The municipality's existing industries are primarily agriculture-based. At present, there are nine rice and corn mills located in Barangays San Luis, San Antonio, Poblacion, San Pedro, San Jose, and P.M. Sobrecarey. In addition, there is one furniture shop in the poblacion and a handicraft industry that produces dagmay novelties.

== Tourism ==
Scenic spots:
- Jubilee Cross, Pusan Point – a 16 ft Jubilee cross made of cement and sand meant as a landmark of Millennium Sunrise event ushering the historic great Jubilee Year 2000 celebration located at Barangay Santiago, Caraga, Davao Oriental, First Light First Sight.
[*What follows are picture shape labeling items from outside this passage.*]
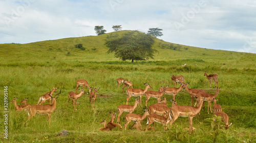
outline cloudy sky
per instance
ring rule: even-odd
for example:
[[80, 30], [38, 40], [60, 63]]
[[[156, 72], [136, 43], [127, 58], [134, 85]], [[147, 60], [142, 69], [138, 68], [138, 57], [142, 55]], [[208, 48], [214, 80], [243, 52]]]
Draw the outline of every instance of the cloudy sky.
[[96, 36], [113, 25], [146, 33], [163, 29], [165, 41], [256, 53], [255, 0], [0, 0], [0, 43]]

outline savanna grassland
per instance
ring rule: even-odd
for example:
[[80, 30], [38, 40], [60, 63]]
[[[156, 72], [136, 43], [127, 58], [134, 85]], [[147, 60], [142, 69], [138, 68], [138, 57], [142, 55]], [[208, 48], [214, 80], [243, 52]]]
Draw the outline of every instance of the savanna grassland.
[[[118, 32], [119, 34], [125, 31]], [[255, 142], [256, 141], [256, 54], [224, 50], [209, 49], [182, 45], [180, 50], [163, 48], [162, 44], [169, 44], [155, 39], [153, 47], [159, 51], [155, 58], [147, 61], [120, 61], [113, 54], [106, 54], [108, 48], [104, 45], [106, 34], [97, 36], [87, 36], [37, 42], [28, 44], [0, 44], [0, 88], [1, 99], [4, 98], [4, 87], [8, 92], [8, 139], [4, 138], [4, 100], [0, 101], [0, 125], [2, 142]], [[74, 47], [83, 44], [85, 50]], [[175, 44], [174, 44], [176, 45]], [[206, 47], [207, 48], [207, 47]], [[185, 67], [181, 65], [186, 64]], [[195, 66], [197, 64], [198, 66]], [[155, 124], [156, 131], [139, 132], [131, 127], [126, 131], [117, 129], [102, 132], [99, 123], [103, 119], [110, 121], [109, 112], [117, 112], [117, 107], [126, 104], [126, 95], [122, 93], [122, 84], [117, 87], [116, 79], [123, 77], [133, 82], [134, 88], [144, 89], [147, 83], [153, 91], [161, 86], [173, 87], [170, 74], [182, 75], [189, 88], [204, 89], [214, 94], [204, 73], [219, 75], [219, 87], [221, 87], [217, 102], [223, 111], [228, 115], [228, 130], [218, 122], [214, 122], [213, 113], [206, 110], [194, 118], [193, 127], [197, 129], [189, 134], [183, 129], [188, 127], [187, 118], [179, 118], [166, 131], [162, 125]], [[74, 110], [71, 102], [67, 108], [68, 93], [75, 91], [76, 81], [87, 80], [94, 88], [100, 88], [95, 100], [95, 108], [89, 107], [89, 95], [83, 95], [77, 100], [77, 110]], [[17, 103], [29, 98], [28, 103], [35, 104], [40, 95], [53, 87], [61, 87], [61, 93], [56, 100], [55, 110], [48, 125], [47, 116], [37, 115], [28, 121], [26, 111], [16, 111], [10, 104], [14, 97]], [[125, 89], [125, 90], [126, 88]], [[59, 91], [59, 89], [57, 92]], [[172, 105], [171, 95], [164, 95], [167, 106]], [[132, 97], [129, 104], [133, 104]], [[181, 91], [175, 97], [179, 105], [190, 105], [190, 96]], [[144, 113], [145, 97], [142, 105], [133, 113]], [[47, 101], [44, 104], [48, 104]], [[156, 103], [151, 98], [148, 105]], [[213, 103], [212, 103], [213, 104]], [[125, 123], [122, 114], [120, 124]], [[117, 118], [117, 117], [116, 117]], [[217, 121], [219, 120], [217, 120]], [[117, 119], [114, 122], [116, 122]], [[142, 122], [145, 129], [146, 119]], [[152, 126], [153, 126], [153, 125]], [[63, 130], [69, 131], [67, 136], [58, 136]]]

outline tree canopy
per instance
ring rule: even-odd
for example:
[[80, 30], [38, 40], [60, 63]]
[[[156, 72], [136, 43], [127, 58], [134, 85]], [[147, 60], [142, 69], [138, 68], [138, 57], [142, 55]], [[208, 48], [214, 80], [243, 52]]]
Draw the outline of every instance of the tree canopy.
[[144, 61], [154, 59], [154, 53], [158, 52], [152, 48], [154, 37], [138, 31], [125, 33], [108, 37], [105, 44], [110, 48], [107, 53], [114, 52], [115, 56], [122, 61]]
[[147, 33], [151, 34], [153, 36], [155, 37], [161, 37], [163, 36], [163, 33], [161, 32], [163, 29], [160, 29], [158, 27], [157, 28], [151, 28], [148, 29]]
- Santiago Cave – a 6 m2 cave near the shoreline before reaching Pusan Point, with century-old human fossils with lengths beyond the standard measure of a native Filipino fossils.
- Old Church and Convento – a century-old building of San Salvador Parish, which served as the central mission station of the Spanish missionaries, it is made of Tisa out of the processed shells from the seashores of Caraga, the convento ground floor served as a temporary prison cell sometimes during the Spanish occupation.
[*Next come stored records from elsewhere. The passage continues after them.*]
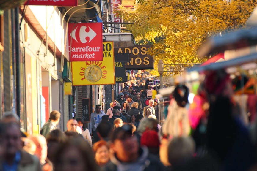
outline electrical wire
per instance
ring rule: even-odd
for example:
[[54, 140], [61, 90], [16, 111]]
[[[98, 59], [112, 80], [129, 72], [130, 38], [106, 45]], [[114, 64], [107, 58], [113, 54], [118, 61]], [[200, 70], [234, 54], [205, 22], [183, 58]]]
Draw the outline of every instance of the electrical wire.
[[[75, 13], [75, 12], [77, 12], [77, 11], [79, 11], [80, 10], [90, 10], [90, 9], [92, 9], [93, 8], [95, 8], [96, 6], [98, 4], [98, 3], [99, 3], [99, 1], [100, 1], [100, 0], [97, 0], [97, 1], [96, 2], [96, 3], [95, 4], [95, 5], [94, 5], [94, 6], [92, 7], [90, 7], [90, 8], [80, 8], [79, 9], [78, 9], [77, 10], [75, 10], [74, 12], [73, 12], [70, 15], [70, 16], [69, 17], [69, 18], [68, 19], [68, 20], [67, 20], [67, 24], [66, 26], [66, 30], [65, 30], [65, 39], [64, 39], [65, 40], [64, 40], [64, 51], [63, 51], [64, 53], [64, 52], [65, 52], [65, 50], [66, 50], [65, 49], [66, 48], [66, 43], [67, 43], [67, 35], [68, 33], [68, 25], [69, 25], [69, 21], [70, 20], [70, 18], [71, 17], [71, 16], [72, 16], [72, 15], [73, 14], [74, 14], [74, 13]], [[88, 1], [87, 1], [87, 2], [88, 2], [88, 1], [89, 1], [89, 0], [88, 0]], [[87, 3], [86, 3], [86, 4]], [[66, 14], [67, 14], [67, 12], [66, 13]], [[62, 26], [63, 27], [63, 24], [62, 25]], [[63, 28], [62, 30], [63, 30]], [[61, 62], [62, 62], [62, 63], [61, 63], [61, 64], [62, 65], [61, 66], [61, 71], [62, 72], [63, 71], [63, 66], [64, 64], [64, 60], [63, 59], [63, 55], [62, 53], [62, 53], [62, 57], [61, 57]]]

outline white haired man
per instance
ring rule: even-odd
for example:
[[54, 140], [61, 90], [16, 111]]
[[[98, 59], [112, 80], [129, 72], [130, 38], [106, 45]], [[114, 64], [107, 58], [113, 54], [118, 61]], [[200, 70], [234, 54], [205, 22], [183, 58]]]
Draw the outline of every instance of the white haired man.
[[150, 115], [154, 115], [155, 109], [153, 107], [154, 101], [151, 99], [149, 101], [149, 105], [146, 106], [144, 108], [143, 115], [144, 117], [148, 118]]

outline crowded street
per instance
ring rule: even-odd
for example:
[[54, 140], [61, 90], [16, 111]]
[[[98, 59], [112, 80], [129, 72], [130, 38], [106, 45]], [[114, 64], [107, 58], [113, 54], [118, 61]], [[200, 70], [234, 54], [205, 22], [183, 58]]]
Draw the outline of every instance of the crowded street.
[[0, 0], [0, 171], [257, 171], [257, 1]]

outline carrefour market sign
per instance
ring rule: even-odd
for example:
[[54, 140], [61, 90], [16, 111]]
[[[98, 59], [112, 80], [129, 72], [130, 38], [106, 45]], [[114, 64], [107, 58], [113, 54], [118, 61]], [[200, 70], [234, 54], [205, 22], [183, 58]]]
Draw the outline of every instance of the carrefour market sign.
[[103, 60], [103, 25], [100, 23], [69, 23], [70, 61]]
[[78, 0], [29, 0], [24, 5], [76, 6]]
[[102, 61], [72, 62], [73, 86], [115, 83], [113, 42], [103, 43]]

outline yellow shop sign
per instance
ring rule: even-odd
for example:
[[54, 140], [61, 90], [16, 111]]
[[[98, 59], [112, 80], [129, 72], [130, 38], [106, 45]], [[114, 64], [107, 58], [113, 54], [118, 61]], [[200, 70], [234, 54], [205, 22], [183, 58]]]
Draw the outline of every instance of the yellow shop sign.
[[113, 42], [103, 43], [102, 61], [72, 62], [73, 86], [115, 83]]

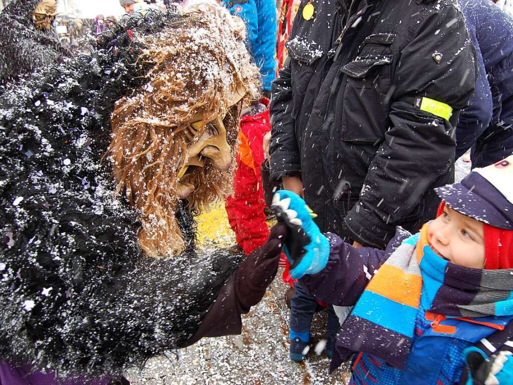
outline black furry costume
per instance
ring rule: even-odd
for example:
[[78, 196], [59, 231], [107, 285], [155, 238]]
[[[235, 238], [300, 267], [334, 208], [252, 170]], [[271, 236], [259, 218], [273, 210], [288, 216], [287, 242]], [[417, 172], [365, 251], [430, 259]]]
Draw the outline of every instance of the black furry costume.
[[242, 260], [196, 254], [183, 207], [188, 248], [171, 260], [146, 257], [138, 213], [101, 162], [114, 103], [146, 81], [131, 35], [179, 17], [135, 14], [90, 56], [35, 73], [0, 99], [0, 359], [63, 377], [142, 365], [187, 343]]
[[0, 13], [0, 85], [53, 64], [64, 52], [55, 30], [40, 31], [32, 13], [41, 0], [14, 0]]

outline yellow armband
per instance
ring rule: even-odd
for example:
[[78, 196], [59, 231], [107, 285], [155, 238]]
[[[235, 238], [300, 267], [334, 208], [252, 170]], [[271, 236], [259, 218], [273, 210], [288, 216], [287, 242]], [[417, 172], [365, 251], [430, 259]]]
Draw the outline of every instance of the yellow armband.
[[448, 121], [452, 114], [452, 107], [448, 104], [438, 102], [429, 98], [417, 98], [415, 105], [422, 111], [425, 111]]

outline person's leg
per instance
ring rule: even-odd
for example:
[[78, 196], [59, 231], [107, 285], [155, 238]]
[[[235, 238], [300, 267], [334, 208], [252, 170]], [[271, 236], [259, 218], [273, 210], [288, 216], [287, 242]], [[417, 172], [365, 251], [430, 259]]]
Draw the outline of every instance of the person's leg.
[[294, 285], [294, 290], [290, 300], [289, 356], [293, 361], [302, 361], [310, 341], [310, 326], [317, 301], [298, 283]]
[[332, 357], [335, 350], [335, 342], [337, 341], [337, 333], [340, 328], [339, 317], [335, 313], [333, 306], [330, 305], [326, 309], [328, 312], [328, 320], [326, 322], [326, 334], [327, 341], [326, 344], [326, 353], [328, 357]]

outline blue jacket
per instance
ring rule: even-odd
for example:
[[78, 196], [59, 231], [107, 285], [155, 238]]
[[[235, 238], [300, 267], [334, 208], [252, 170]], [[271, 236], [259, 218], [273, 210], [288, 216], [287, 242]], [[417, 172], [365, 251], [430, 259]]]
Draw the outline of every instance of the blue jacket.
[[[513, 18], [490, 0], [459, 0], [477, 51], [479, 74], [456, 129], [456, 157], [469, 148], [472, 167], [513, 152]], [[509, 127], [509, 128], [508, 128]]]
[[[337, 236], [327, 235], [330, 246], [326, 266], [317, 274], [305, 275], [299, 281], [316, 299], [337, 306], [354, 305], [372, 275], [410, 235], [404, 230], [398, 230], [386, 248], [381, 251], [367, 247], [356, 248]], [[357, 354], [353, 359], [350, 383], [465, 383], [466, 373], [463, 350], [483, 338], [489, 339], [489, 336], [502, 332], [500, 329], [506, 325], [510, 329], [509, 324], [513, 319], [511, 316], [484, 317], [472, 319], [479, 322], [473, 323], [426, 312], [422, 307], [422, 299], [420, 302], [406, 369], [400, 370], [371, 354]], [[513, 344], [503, 345], [503, 343], [496, 345], [497, 350], [513, 349]], [[339, 352], [336, 349], [332, 358], [334, 362], [344, 360], [345, 357], [338, 355]]]
[[276, 77], [276, 4], [274, 0], [223, 0], [232, 14], [246, 23], [248, 48], [262, 74], [264, 91]]

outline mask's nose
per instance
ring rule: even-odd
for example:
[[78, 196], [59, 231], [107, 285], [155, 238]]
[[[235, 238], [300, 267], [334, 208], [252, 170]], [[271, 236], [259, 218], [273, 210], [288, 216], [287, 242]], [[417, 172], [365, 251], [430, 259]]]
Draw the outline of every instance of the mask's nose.
[[216, 168], [227, 170], [231, 165], [231, 154], [228, 143], [226, 143], [226, 145], [221, 148], [213, 146], [207, 146], [202, 150], [202, 156], [209, 158]]
[[226, 129], [219, 118], [212, 122], [217, 133], [205, 141], [200, 153], [208, 158], [212, 165], [220, 170], [227, 170], [231, 165], [231, 151], [226, 141]]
- Parish Development Center – a T-shaped building within hectare land area of the San Salvador Parish of Caraga which serves as the center for seminars, retreats, and conference overlooking the Pusan Point from the Southeast Pacific Coast.
- Tourism Complex – a 3-story building meant to house the Davao Oriental Historical Museum and some historical Artifacts w / utmost significance to the Mandayan Cultural customs and traditions.
- Bango Beach Resort
- Kapuka Falls in Lamiawan
- Oguad Falls in Lamiawan
- Sungkuan Falls in P.M. Sobrecarey
- Kiti-kiti Falls in Pichon
- Bawgo Beach in Poblacion, Bawgo
- Friar's Beach (LIKSIM) Beach Resort in Poblacion
- Sunrise at Pusan Point, Barangay Santiago
- Crystal Cave in Santiago
- Philippine Eagle's Nest at Maglahus, P.M. Sobrecarey

== Transportation ==
The Davao Oriental–Surigao Coastal Highway passes through the municipality mostly along the coastal area with a total stretch of 33.462 km. Provincial Roads which branch out from the National Road to the barangays of P.M Sobrecarey and San Pedro amount to 32.079 km. The Municipal Roads which are located in the Urban center of Poblacion have a total stretch of 4.968 km, 1.316 km of which are cemented and the remaining 3.652 km are mostly all weather graveled roads.

The municipal has 14 bridges. 4 of these bridges are reinforced concrete, located along the national Road.